Heizträger in Rostock heute
Die geschätzte Verteilung der Energieträger zeigt, wie groß das Umstellungspotenzial auf eine Wärmepumpe ist:
Energieträger modelliert; der heutige Wärmepumpen-Bestand wird tendenziell unterschätzt.
Fast vier von zehn Rostocker Wohngebäuden sind erst nach der Wende entstanden – geschätzt 17 % in den Jahren 1991–2000 und weitere 22 % zwischen 2001 und 2011. Dieser vergleichsweise junge Bestand prägt die Ausgangslage für die Wärmepumpe. Ein typisches Einfamilienhaus kommt hier im unsanierten Zustand auf eine geschätzte Heizlast von rund 10,7 kW – ein moderater Wert, bei dem oft schon ein kleineres, günstigeres Gerät genügt. Fast die Hälfte der Einfamilienhäuser (45 %) liegt sogar unter 10 kW, weitere 17 % im Band 10–15 kW. Wenn Sie den Umstieg planen, geht es damit vor allem um drei Fragen: Eignet sich Ihr Haus, was kostet die Anlage nach bis zu 70 % Förderung, und welche Fachbetriebe liefern konkrete Angebote? Wo die Heizlast so niedrig ausfällt, ist die Frage meist nicht mehr, ob eine Luft-Wasser-Wärmepumpe passt, sondern nur noch, wie schlank sie ausgelegt werden kann.
Kleine Heizlast, gute Eignung
Der geschätzte Wärmebedarf liegt im Median bei 128 kWh/m²·a – deutlich niedriger als in vielen älteren Großstadtbeständen und ein Hinweis darauf, dass die Rostocker Häuser im Schnitt gar nicht so viel Vorarbeit brauchen. Zwar stammen geschätzt 47 % der Wohngebäude noch aus der Zeit vor 1979, doch gerade die zahlreichen Nachwende-Bauten wurden bereits mit ordentlicher Dämmung und tendenziell niedrigen Vorlauftemperaturen errichtet, sodass die Wärmepumpe dort oft ohne größere Eingriffe effizient läuft.
Auch beim Aufstellort ist Rostock entspannt: Geschätzt 64 % der Einfamilienhäuser stehen frei, das Außengerät findet also meist mit ausreichend Schallabstand Platz. Und selbst wo noch ein älterer Kern mit hohem Vorlauf steckt, ist das kein Ausschluss – auch im unsanierten Altbau erreichen moderne Wärmepumpen im Feld eine Jahresarbeitszahl um 3 (Fraunhofer ISE, allgemeine Felddaten). Der Hebel bleibt dieselbe Stellschraube wie überall: die Vorlauftemperatur mit größeren Heizflächen oder einer gezielten Teildämmung senken, wo es nötig ist.
Wärmenetz oder eigene Anlage?
Eine Besonderheit unterscheidet Rostock von vielen anderen Städten: Geschätzt 20 % der Wohngebäude hängen bereits an der Fernwärme, während 80 % mit Gas heizen. Dieser hohe Fernwärme-Anteil ist mehr als eine Randnotiz. Wer in einem Quartier mit vorhandenem oder geplantem Wärmenetz wohnt, sollte den Anschluss ernsthaft als Alternative zur eigenen Wärmepumpe prüfen – die kommunale Wärmeplanung entscheidet in den kommenden Jahren, welche Straßenzüge versorgt werden.

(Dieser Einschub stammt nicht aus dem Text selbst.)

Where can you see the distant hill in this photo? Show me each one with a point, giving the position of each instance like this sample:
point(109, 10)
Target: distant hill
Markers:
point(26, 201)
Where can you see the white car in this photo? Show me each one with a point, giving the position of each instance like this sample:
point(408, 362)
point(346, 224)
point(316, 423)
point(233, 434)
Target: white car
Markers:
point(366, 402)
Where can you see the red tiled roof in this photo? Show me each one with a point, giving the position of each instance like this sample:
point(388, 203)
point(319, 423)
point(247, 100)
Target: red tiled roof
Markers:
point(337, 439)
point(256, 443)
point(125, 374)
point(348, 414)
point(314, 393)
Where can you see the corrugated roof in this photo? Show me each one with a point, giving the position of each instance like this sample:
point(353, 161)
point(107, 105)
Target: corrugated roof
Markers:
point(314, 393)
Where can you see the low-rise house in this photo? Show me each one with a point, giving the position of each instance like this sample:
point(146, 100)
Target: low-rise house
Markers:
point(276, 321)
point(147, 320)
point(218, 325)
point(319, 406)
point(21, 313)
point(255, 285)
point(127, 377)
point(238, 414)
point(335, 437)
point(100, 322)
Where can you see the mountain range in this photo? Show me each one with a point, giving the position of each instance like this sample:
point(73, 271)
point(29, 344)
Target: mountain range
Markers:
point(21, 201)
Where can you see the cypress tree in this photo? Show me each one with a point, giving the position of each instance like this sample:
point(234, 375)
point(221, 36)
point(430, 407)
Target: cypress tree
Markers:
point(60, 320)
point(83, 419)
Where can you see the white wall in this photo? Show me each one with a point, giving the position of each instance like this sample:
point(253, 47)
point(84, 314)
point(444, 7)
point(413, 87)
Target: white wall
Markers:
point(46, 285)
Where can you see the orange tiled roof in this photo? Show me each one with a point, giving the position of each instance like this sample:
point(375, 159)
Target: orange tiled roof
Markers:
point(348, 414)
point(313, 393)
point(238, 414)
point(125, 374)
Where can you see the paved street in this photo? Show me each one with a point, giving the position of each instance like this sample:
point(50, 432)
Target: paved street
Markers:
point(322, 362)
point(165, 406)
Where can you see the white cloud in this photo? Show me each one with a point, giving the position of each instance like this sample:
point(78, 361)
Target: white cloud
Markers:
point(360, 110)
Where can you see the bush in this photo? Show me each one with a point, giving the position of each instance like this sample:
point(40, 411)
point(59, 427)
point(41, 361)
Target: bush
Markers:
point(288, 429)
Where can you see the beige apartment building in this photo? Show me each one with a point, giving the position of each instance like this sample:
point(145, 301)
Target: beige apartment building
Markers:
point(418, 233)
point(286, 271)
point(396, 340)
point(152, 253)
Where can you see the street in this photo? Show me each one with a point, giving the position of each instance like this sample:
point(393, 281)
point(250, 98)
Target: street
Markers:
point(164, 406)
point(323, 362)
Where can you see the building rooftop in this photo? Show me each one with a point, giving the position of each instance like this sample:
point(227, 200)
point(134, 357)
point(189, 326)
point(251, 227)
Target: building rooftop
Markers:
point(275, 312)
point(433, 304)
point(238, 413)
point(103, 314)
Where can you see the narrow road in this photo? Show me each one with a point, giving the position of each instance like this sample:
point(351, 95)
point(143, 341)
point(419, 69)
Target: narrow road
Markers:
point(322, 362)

Für die große Gas-Mehrheit dagegen führt der Weg fast immer zur eigenen Wärmepumpe, zumal steigende CO₂-Preise fossile Wärme zusätzlich verteuern.
Beim Gebäudemix teilt sich die Stadt in geschätzt 46 % Einfamilienhäuser, 17 % Reihen- und Doppelhäuser sowie 32 % Mehrfamilienhäuser der Wohngebäude. Für den Umstieg stehen bis zu 70 % Zuschuss aus der Bundesförderung für effiziente Gebäude (BEG) bereit (allgemein, Stand 2026), auf die Anschaffung fällt keine Mehrwertsteuer an. Bei einer Jahresarbeitszahl um 3 kostet die Kilowattstunde Wärme rechnerisch etwa ein Drittel des Strompreises.
Ob sich für Ihr konkretes Haus die eigene Wärmepumpe oder der Wärmenetz-Anschluss eher lohnt, hängt von Ihrer Adresse ab, nicht vom Stadtdurchschnitt. Der kostenlose Wärmepumpen-Check von reduco schätzt für Ihr Rostocker Gebäude Heizlast, mögliche Vorlauftemperatur und Förderhöhe. reduco ist dabei kein Berater vor Ort, sondern verbindet Datenanalyse mit einem Netzwerk geprüfter Fachbetriebe.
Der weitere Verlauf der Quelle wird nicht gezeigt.